Localizing the spreading consumer data breach story

by January 13, 2014

The story merchants wish would go away actually just got bigger, with Target admitting that far more customers than earlier reported had been victims of its data breach, and as CNBC reports, it’s still a mystery as to exactly what database was hacked, since information not encoded onto debit and credit cards, like e-mail addresses, also appears to have been stolen.

Neiman Marcus Target data breaches And now, the posh patrons of Neiman Marcus are nervously checking their accounts as well.  And Reuters is reporting that as-yet-unnamed stores experienced hacking, so expect more headlines this week.

It’s interesting, by the way, that the stores themselves are being portrayed as “victims” in headlines, like this one on CBS Moneywatch.  One would think the corporations entrusted with sensitive financial data would be identified as “negligent,” when they fail to protect that data.  I imagine that is how consumers see it.

And as the stories mount, even the most blasé, tech-comfy shopper must be having at least a few second thoughts about her use of plastic and online shopping accounts, as well as other avenues where her data can be used against her.  So you might want to continue looking for consumer, personal finance and local angles to the topics of identity theft, cybersecurity, privacy and data mining.

For example, check with area law firms — has any local party started to gin up a lawsuit against Target, a bank or any other retailer?  Are credit counseling agencies getting lots of calls from people unsure of how to monitor their accounts?  Are local stores, restaurants, etc. seeing more cash transactions than usual — and if so, are ATM operators stocking more paper currency, or are banks and credit unions seeing more cash withdrawals?  What are some of the other ripple effects of a big data breach?  (Also, keep in mind the “Who benefits?” maxim – are local stores licking their chops about the chance to portray themselves as the safe alternative to those scary national chains?)

It’s difficult to localize these complex topics, especially if your region lacks the headquarters of a major player (or potential player) and if you don’t follow computer security on a daily basis; the subject matter is highly technical and boiling it down quickly and accurately is a daunting task.  Obviously you can contact local and regional companies – banks and credit unions, retailers, restaurants, etc. – and ask for interviews with the manager responsible for their cybersecurity.
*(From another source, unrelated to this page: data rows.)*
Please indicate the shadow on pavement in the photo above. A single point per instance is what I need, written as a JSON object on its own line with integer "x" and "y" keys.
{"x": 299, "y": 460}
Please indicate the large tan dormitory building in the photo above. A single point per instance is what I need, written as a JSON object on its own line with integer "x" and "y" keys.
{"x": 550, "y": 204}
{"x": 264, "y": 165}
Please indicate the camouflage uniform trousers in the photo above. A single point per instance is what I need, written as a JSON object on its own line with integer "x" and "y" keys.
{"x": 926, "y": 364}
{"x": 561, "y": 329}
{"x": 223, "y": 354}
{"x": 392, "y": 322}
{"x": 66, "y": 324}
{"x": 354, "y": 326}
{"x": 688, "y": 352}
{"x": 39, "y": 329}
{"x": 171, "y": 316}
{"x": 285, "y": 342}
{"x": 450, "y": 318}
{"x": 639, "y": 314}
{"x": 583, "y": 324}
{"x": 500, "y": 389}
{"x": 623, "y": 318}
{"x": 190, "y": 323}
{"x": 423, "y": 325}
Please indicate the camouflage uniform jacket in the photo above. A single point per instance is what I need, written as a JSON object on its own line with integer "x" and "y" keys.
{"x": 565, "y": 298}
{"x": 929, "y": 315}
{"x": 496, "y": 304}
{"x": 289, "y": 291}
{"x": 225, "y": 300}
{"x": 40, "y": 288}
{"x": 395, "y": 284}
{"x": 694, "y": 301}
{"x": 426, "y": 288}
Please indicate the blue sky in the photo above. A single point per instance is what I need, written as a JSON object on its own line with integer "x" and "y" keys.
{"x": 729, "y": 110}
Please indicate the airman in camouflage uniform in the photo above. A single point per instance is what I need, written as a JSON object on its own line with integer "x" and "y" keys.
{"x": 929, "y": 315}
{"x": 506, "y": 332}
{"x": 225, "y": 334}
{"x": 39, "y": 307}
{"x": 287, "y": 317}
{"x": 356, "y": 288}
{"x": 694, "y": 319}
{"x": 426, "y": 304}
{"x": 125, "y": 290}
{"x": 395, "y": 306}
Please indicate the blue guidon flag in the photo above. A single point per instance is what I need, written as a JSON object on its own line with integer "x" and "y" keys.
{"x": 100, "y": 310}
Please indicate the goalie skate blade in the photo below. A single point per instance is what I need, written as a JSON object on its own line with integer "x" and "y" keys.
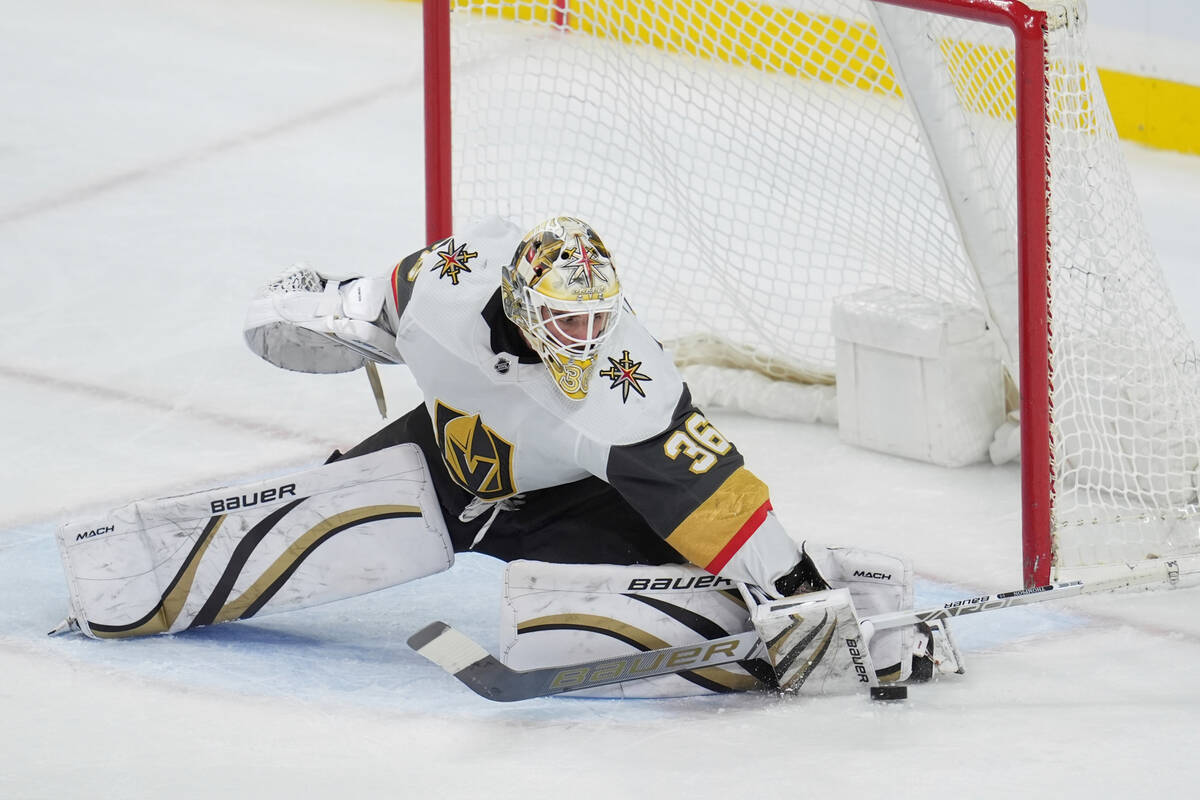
{"x": 889, "y": 692}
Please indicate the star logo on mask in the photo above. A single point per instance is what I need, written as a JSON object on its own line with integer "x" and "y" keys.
{"x": 624, "y": 373}
{"x": 587, "y": 268}
{"x": 453, "y": 260}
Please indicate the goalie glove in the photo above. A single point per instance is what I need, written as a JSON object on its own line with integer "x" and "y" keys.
{"x": 306, "y": 320}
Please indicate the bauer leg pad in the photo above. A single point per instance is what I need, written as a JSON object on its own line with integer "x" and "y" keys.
{"x": 567, "y": 613}
{"x": 333, "y": 531}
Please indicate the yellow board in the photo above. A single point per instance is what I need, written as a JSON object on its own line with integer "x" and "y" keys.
{"x": 785, "y": 41}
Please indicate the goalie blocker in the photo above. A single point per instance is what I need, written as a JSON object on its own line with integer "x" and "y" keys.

How to get beyond reassuring platitudes is the problem, but at least you can get them on the record about any current and planned consumer protection infrastructure.   And what are local credit-card issuers doing for consumers; here’s a story from the StPeterHerald.com, for example, about how area banks are identifying Target shoppers and offering them options to protect their accounts.  Now, as more retailers apparently are being identified, how will banks and credit unions address that?

You might want to seek out cybersecurity firms in your area and ask them to talk about current problems and trends in the industry, and how consumers can help to protect themselves.   You might come across some profile-worthy business, career and technology angles, as well.  How does one prepare to be a cybersecurity expert, for example – clearly demand is only going to rise for this particular specialty.

To find them, ask companies on your beat whom they employ, and check with the computer science departments at area universities; they’ll probably know the top players.  You can find companies via a Google search, too, and through professional groups like the Information Systems Security Association – they have a web conference coming up later this month, “Security Reflections of 2013 and Predictions for 2014,” – talk about a timely title and you can imagine the dialogue will be buzzing now; you might ask the association for permission to tune it.  It looks like the ISSA has a robust roster of local chapters too.

A little background reading to help you formulate questions:

Here’s an interesting post on the Krebs On Security blog (which I recommend subscribing to; it’s written by a Washington Post reporter turned computer security expert) about the notion of holding software makers financially responsible for vulnerabilities in their products.  Krebs discusses the idea of  a ‘bug bounty’ that companies would pay to people who can demonstrate those product glitches; right now, he says, the bounties offered can’t compete with the black market for stolen data so perhaps upping bounties would be a cost-effective way to prevent cyber crime and the huge associated costs, both direct and indirect.  (Think of the lost sales Target experienced due to its hacking; seems like that’ll be the tip of the iceberg if tech-shy consumers rein in the use of credit and debit accounts – not to mention the class action lawsuits, possible fines, lost productivity at Target headquarters and the expenses of revamping its financial and other systems.)

Here’s a look at the “Top six data breach trends for 2014,” by SecurityInfoWatch.com – healthcare breaches and the problems associated with cloud computing are two areas I’ve been wondering about, and they’re both among these top trends.

Computerworld is also worth a daily review.